It was a flight for the record books according to Stratodynamics, but it was also an important milestone in the company’s quest to further research on climate change and atmospheric chemistry.
It was last December that Stratodynamics announced it had completed a test flight to 25 km of its HiDRON glider, an important milestone for the company at the time. The next target would be a test flight to 30 km.
Yesterday, Stratodynamics announced it had met that milestone and then some on a September 1 flight.
The HiDRON glider is new type of earth observation platform, partly funded by the Canadian Space Agency, that is being developed by Stratodynamics to initially collect high-altitude atmospheric data.
The glider is carried to the stratosphere on a Canadian Space Agency high-altitude balloon where it is released. At that point the glider makes its way back to the ground collecting valuable atmospheric data.
According to the company, their HiDRON glider was released at 111,434 feet (33.9 km) in this its most recent test, achieving the following firsts in Canadian Aviation:
- Highest altitude flight of a UAV or Remotely Piloted Aerial Systems (RPAS). RPAS is the name used by Transport Canada to encompass UAVs.
- First UAV above 29,000 feet in Class A airspace.
- First release of a UAV from a scientific gondola in Canada.
- A Pioneering International Collaboration
The flight upon release took four hours the and glider landed at Iroquois Falls Airport about 80 km from the Timmins, Ontario launch site.

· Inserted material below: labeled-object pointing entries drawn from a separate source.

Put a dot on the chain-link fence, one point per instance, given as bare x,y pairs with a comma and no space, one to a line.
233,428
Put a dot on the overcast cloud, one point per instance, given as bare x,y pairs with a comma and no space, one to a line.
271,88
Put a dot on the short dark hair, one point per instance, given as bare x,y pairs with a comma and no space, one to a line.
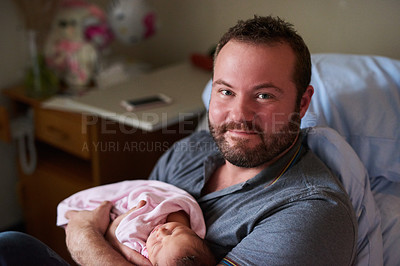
200,256
271,30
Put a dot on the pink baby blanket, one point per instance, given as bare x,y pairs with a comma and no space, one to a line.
161,199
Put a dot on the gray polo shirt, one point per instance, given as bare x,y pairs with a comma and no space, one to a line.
295,212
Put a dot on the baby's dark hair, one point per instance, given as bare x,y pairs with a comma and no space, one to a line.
200,256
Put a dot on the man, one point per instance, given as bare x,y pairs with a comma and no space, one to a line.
266,199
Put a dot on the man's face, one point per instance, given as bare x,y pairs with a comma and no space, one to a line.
252,113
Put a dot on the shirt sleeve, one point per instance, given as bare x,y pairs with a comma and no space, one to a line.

Commenting on the latest flight Gary Pundsack, CEO Stratodynamics said “we are extremely pleased with the outcome of this pioneering flight in Canadian Aviation, and the spirit of collaboration that enabled this successful campaign. Special thanks goes to our colleagues at Transport Canada and NAV Canada who provided considerable efforts to enable these firsts in Canadian Aviation. The Canadian Space Agency and the Centre National d’Etudes Spatiales also provided great support and assistance. And thanks to the Iroquois Falls Cadet Flying site who graciously provided use of their facilities. The September 1st flight once again confirmed the STRATODYNAMICS’ capability to perform high-altitude missions and beyond visual line of sight (BVLOS) operations and set a new operational best for the HiDRON’s flight in challenging stratospheric environment.”

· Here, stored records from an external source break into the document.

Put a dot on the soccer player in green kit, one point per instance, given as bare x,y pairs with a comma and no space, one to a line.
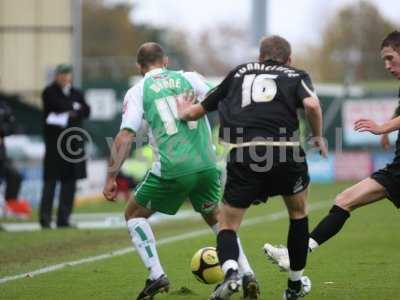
184,168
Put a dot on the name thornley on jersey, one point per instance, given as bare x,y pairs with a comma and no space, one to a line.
167,83
262,67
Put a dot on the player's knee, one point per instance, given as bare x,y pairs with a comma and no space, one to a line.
135,211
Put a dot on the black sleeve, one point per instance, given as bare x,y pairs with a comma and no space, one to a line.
305,89
7,121
211,101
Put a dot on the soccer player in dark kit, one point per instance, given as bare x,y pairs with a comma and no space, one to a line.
384,183
257,104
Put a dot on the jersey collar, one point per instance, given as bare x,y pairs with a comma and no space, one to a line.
154,72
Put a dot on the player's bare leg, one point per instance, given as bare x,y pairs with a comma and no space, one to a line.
297,244
230,219
249,282
144,241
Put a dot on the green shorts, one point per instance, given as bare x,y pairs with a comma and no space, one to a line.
203,189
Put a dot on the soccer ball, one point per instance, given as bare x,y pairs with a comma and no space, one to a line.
205,266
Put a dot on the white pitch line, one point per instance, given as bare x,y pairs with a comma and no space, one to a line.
164,241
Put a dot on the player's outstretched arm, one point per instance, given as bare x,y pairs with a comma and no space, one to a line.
366,125
313,113
119,152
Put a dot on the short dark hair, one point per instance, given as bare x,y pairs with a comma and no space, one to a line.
149,53
392,40
276,48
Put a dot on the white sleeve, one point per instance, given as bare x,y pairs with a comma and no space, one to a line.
199,84
132,111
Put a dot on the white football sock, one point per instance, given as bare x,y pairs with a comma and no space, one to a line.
244,266
143,239
312,244
295,275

The Canadian Space Agency has been supporting Stratodynamics as part of its beyond visual line of sight (BVLOS) capability program. The flight was also supported by the French Space Agency (CNES) as part of this years Strato-Science Balloon campaign.
Other participants in the flight included UAVOS Inc. which provided Stratodynamics with its AP 10.3 Micro autopilot system.
The Institute of Experimental Physics at the Slovak Academy of Science, a client of Stratodynamics, provided the AMON Airglow detector for testing.